The individual juror said she was once outside a Washington, D.C. metro station when a stranger asked if she was serving on a jury, and she saw him multiple times, the outlet reported. A man on a bike reportedly once told three jurors near the courthouse he was watching an "interesting" trial there, and they noticed him watching them from the courtroom's gallery the next day.

"The individual did not say that he knew they were jurors," Kelly said of their first encounter with the man, according to CNN. Thursday's officially sealed proceedings were inadvertently streamed in a courthouse media room until the judge was told the proceedings were being streamed and ordered the stream to end, the outlet reported.

The trial's five defendants are among more than 1,000 people who have been charged in connection with the events of Jan. 6, 2021, according to NPR, when crowds forced their way into the U.S. Capitol while Congress was convened to certify the 2020 election. This is not the only recent instance of a defendant in the case trying to secure a mistrial.

Rehl's lawyer Carmen Hernandez had motioned Sunday for Kelly to grant him a mistrial, arguing the government had not introduced "substantial independent evidence" of a conspiracy in the case.

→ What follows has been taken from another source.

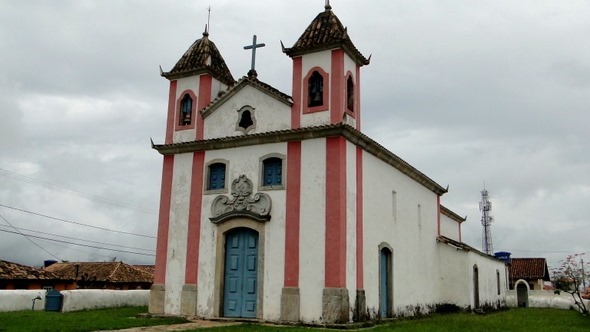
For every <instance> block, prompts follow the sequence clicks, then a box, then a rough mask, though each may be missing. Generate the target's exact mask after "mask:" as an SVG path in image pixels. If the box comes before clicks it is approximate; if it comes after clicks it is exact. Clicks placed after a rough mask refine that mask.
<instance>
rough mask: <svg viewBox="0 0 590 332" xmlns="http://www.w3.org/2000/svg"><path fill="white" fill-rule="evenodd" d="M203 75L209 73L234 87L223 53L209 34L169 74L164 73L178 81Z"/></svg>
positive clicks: (223, 81) (210, 74) (195, 42)
mask: <svg viewBox="0 0 590 332" xmlns="http://www.w3.org/2000/svg"><path fill="white" fill-rule="evenodd" d="M201 73H208V74H210V75H211V76H213V77H215V78H216V79H218V80H220V81H221V82H223V83H224V84H227V85H233V84H234V83H235V80H234V78H233V76H232V74H231V72H230V71H229V68H228V67H227V65H226V64H225V60H223V57H222V56H221V53H220V52H219V50H218V49H217V46H215V43H213V42H212V41H211V40H209V33H207V32H204V33H203V38H201V39H197V40H196V41H195V42H194V43H193V44H192V45H191V47H189V49H188V50H187V51H186V52H185V53H184V55H183V56H182V57H181V58H180V60H178V62H177V63H176V65H174V67H173V68H172V70H170V71H169V72H166V73H162V76H164V77H166V78H167V79H169V80H170V79H177V78H181V77H187V76H192V75H198V74H201Z"/></svg>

Pezzola's attorney Roger Roots argued in a Friday court filing that his client was "entitled to a new trial," claiming at least 50 undercover officers, agents and other informants for the D.C. Metro Police Department, FBI and Homeland Security Investigations (HSI) did surveillance work among defendants on Jan. 6.
"And there are reasons to suspect the true number is higher. We still do not know the extent to which the crowd's First Amendment demonstrations were transformed into violence by undercover law enforcement officers."